The pigs were kept outside the abattoir in a little pen area. The eldest butcher opened the door, and the first pig hobbled in on its arthritis-crippled legs to the first stage. The pig did not seem to have any idea what was going on as the butchers attached a chain to one of its hind legs. The pig was hoisted upside down, and the butcher punctured a gaping hole at the bottom of the pig’s throat. Blood immediately started gushing out. The pig barely struggled as its waning heart pumped out its blood onto the cement floor below.

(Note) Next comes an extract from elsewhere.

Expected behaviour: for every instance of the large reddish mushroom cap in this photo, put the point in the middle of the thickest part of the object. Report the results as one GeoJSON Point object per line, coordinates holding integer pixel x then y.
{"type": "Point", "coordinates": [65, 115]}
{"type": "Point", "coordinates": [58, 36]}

After the pig died, they moved it into a vat of steaming hot water for about ten minutes to help loosen the hair from its skin. The carcass was then shifted onto a giant contraption which removes most of the hair from the now lifeless body of the pig. The machine is a giant metal basket that literally shakes the hair from the pig. As the pig violently rolled over and over, it resembled a hamster whose wheel had not stopped turning after it died.

I was taking a few steps back to escape the hair that was flying off the pig, when my finger brushed against burning hot metal. I looked down and saw a small tub of hot water that I later observed the butchers used to sanitize their knives in between slaughters.